Hello Councilmembers,

My comments this evening relate to two of the rezoning items on your docket. I’ll address them both together, although they seem very different projects.

What is strikingly similar about them is that they are both potent examples of lost opportunity. That loss comes to fore because we have not yet found the political will to engage and enact policies of inclusion for our workforce now priced out of an increasingly inequitable housing market.

In terms of the new Heron’s Landing annexation/subdivision, if inclusionary zoning policies were now in effect here, at a reasonable 20 percent required level of permanent affordability, at build out our community’s workforce would gain 69 home ownership opportunities and a future multiplier effect with resales over many years.

Most developers will argue that, of necessity, the remaining homes would need to be more expensive to cover these upfront costs.  Does it not seem certain that the Teton Land and Development Group will charge whatever the market will bear for all of the homes as they come on line?  If our current market conditions prevail, I believe it highly likely that more than 20 percent of those homes will sell to speculative market absentee-owners, many of whom may live out of town or out of state and that if our current market experience continues, many of those homes will begin to flip to prices in excess of what the added cost of IZ units would have been to the project to begin with.

I have sent the following quote from a housing study of the National Bipartisan Policy Center to Council before.  I continue to find it prescient: “[Affordability] steps are not easy, and they also can be expensive.
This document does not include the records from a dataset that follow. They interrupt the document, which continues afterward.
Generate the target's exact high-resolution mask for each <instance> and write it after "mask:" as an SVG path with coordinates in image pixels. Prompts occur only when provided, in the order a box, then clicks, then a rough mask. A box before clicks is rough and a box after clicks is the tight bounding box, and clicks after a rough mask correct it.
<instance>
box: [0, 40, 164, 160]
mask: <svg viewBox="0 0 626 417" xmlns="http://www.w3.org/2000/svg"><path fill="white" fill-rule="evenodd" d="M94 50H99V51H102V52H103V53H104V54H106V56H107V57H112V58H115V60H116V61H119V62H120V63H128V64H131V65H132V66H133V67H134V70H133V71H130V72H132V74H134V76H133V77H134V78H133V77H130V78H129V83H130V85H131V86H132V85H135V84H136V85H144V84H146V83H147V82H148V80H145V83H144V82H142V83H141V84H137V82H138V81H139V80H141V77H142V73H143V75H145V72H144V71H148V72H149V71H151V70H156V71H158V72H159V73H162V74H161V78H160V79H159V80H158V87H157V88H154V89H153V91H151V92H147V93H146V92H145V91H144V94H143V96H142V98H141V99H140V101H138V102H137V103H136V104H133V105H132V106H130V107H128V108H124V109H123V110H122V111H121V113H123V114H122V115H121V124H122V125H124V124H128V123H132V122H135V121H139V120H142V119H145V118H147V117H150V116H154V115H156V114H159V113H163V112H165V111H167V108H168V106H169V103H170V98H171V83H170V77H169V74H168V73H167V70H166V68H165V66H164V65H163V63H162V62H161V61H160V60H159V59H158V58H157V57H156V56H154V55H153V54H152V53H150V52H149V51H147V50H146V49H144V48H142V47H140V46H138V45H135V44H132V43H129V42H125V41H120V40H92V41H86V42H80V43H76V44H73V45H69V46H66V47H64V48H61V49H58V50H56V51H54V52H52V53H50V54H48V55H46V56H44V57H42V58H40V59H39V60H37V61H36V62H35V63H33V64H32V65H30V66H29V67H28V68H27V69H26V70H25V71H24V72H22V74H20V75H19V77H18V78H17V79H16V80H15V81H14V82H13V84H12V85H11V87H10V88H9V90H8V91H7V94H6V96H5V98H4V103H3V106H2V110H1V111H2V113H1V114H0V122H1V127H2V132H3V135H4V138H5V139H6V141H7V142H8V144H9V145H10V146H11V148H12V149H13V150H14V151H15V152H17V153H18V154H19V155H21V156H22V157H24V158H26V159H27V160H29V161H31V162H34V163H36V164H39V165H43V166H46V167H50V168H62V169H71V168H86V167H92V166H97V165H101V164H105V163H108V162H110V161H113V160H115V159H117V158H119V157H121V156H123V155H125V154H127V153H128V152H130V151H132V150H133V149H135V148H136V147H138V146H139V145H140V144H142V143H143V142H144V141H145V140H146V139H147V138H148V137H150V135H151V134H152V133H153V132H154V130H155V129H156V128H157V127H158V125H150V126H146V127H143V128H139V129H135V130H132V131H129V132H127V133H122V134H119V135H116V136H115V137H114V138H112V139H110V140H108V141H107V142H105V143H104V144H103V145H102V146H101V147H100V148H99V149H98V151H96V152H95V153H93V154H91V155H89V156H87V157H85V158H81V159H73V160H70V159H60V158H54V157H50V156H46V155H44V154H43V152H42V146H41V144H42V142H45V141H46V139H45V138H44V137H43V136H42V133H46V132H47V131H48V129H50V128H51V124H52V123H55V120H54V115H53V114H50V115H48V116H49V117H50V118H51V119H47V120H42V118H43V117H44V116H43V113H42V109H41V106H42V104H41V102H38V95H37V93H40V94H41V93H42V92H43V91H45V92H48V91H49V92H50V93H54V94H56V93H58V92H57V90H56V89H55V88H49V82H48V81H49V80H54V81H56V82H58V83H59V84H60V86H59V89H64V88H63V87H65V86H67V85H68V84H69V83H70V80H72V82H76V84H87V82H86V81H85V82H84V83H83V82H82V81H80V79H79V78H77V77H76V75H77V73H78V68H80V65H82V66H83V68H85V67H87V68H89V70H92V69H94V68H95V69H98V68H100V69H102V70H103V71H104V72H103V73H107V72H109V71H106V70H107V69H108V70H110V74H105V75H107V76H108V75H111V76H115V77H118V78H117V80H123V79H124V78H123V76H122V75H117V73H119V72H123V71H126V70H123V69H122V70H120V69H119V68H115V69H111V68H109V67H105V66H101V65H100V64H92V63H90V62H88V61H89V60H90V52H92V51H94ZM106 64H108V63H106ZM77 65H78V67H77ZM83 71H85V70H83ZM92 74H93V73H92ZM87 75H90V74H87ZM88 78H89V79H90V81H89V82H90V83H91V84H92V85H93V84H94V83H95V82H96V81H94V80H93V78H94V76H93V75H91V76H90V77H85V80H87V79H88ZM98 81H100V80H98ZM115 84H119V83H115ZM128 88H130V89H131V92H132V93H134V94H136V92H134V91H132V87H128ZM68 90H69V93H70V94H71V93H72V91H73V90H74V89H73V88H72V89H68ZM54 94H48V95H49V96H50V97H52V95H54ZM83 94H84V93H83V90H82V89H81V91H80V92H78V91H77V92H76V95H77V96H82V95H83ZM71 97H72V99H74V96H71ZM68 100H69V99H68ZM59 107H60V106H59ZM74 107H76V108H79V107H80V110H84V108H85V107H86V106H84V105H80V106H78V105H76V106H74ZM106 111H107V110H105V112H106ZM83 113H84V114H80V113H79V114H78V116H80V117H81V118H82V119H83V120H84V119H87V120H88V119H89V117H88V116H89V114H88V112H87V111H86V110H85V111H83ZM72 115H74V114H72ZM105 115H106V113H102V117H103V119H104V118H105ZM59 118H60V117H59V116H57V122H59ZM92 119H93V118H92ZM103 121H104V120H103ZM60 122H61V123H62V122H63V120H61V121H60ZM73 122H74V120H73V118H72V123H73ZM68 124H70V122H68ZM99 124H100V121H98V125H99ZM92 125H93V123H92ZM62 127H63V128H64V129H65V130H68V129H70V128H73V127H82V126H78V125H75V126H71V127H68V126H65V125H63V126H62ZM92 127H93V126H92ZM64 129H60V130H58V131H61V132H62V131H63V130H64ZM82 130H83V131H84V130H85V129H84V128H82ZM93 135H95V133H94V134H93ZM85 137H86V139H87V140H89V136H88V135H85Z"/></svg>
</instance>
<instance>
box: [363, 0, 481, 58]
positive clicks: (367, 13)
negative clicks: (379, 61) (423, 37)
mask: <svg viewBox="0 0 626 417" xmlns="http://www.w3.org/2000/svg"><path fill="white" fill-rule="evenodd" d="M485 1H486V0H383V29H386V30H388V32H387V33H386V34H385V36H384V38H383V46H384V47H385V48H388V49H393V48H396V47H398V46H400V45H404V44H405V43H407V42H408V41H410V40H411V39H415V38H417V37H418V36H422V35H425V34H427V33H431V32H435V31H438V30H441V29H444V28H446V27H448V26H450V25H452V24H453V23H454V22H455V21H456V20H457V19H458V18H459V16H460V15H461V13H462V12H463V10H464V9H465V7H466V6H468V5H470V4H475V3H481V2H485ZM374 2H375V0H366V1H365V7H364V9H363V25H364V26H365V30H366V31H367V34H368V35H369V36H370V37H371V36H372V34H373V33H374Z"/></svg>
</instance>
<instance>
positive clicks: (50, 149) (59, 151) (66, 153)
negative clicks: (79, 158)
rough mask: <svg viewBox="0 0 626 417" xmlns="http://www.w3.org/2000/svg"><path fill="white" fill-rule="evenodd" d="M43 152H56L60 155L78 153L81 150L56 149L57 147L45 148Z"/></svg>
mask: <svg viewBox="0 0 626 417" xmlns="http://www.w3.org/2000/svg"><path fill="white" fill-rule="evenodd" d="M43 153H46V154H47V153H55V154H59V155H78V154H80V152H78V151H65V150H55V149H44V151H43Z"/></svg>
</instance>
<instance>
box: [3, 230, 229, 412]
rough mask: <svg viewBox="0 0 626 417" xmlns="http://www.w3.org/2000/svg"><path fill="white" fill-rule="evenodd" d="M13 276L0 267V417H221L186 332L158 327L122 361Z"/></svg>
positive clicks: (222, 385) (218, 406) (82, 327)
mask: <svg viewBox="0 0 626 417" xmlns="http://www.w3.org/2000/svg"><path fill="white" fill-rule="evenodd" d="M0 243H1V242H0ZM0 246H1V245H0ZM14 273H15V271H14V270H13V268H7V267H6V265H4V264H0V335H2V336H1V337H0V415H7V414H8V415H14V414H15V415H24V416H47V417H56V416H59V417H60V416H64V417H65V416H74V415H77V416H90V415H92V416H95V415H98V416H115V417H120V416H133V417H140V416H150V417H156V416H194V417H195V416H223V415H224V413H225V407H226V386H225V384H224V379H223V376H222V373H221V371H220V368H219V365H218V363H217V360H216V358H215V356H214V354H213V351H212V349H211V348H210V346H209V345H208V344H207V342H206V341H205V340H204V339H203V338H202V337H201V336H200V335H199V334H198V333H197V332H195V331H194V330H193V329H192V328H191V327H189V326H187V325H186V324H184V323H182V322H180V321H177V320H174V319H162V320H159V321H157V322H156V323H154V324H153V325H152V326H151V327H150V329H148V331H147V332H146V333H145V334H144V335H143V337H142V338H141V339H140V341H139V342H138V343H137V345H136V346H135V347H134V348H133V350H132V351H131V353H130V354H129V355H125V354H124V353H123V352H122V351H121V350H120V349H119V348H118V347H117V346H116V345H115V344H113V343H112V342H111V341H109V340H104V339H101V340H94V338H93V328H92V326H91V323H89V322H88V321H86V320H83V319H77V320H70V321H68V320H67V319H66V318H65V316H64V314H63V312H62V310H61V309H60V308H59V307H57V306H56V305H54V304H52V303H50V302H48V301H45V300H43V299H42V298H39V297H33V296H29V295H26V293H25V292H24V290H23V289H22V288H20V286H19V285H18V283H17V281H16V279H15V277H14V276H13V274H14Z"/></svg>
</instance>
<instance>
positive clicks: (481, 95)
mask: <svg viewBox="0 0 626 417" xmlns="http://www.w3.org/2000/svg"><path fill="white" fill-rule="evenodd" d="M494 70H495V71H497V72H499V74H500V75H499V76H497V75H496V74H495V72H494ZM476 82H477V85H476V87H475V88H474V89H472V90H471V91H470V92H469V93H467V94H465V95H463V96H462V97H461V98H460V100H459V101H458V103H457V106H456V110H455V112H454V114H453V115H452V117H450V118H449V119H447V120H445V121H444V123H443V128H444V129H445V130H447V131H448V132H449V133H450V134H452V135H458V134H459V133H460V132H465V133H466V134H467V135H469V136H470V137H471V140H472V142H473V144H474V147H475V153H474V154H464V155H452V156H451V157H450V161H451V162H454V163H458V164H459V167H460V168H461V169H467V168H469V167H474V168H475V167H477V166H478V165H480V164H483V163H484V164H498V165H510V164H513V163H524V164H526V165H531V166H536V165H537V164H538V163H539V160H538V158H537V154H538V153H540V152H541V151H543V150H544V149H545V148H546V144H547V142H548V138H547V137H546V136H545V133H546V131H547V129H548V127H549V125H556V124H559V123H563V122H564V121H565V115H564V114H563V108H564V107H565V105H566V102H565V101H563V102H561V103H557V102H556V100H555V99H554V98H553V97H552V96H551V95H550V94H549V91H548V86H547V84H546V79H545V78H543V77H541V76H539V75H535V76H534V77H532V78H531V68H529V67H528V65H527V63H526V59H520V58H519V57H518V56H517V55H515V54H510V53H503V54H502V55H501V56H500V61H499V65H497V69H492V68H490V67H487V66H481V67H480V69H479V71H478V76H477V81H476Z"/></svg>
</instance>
But as a general rule, these policies are likely to be less expensive and more effective if adopted earlier in the lifecycle of neighborhood change. Policies that build affordability into new development (such as inclusionary zoning) as well as policies that capitalize on new development to generate revenue for affordable housing (such as linkage fees) are arguably self-financing strategies that do not require the appropriation of funds; they only generate affordable units and funding for affordable units while growth is taking place. They are thus most effective when adopted before the bulk of new development has occurred.”

In terms of the 601 West Broadway re-zoning, I’ve not heard discussion about any affordability related to the condos proposed there. Perhaps that conversation has happened outside my awareness, but we should all recognize that affordable aspirations have been part of city planning for a good while. The Downtown Master Plan challenges the City to produce 2,705 units of primarily high-density rental infill with some condominium and townhome development complementing.  The Plan “encourages the development of a significant number of affordable housing units within each district,” of which the Fox Triangle site is one.  It also recommends inclusion of “affordable housing at a ratio of four market rate buildings per one affordable building in all planned housing districts.”  How will this ever be accomplished without the tools in place to do it?

I believe not being able to cause this inclusion is a community failing on our part, and I include myself in that failure because of my lack of the persuasive abilities needed to have already caused the policies so necessary – policies to, at least partially, stem the tide of exclusion we now experience.  Twenty years ago, I became involved in the community land trust effort in Missoula.  In that period, the NMCDC has developed 54 homes. Heron’s Landing subdivision, on its own, could be contributing significantly more than that number.

We can, and should, be doing better, together.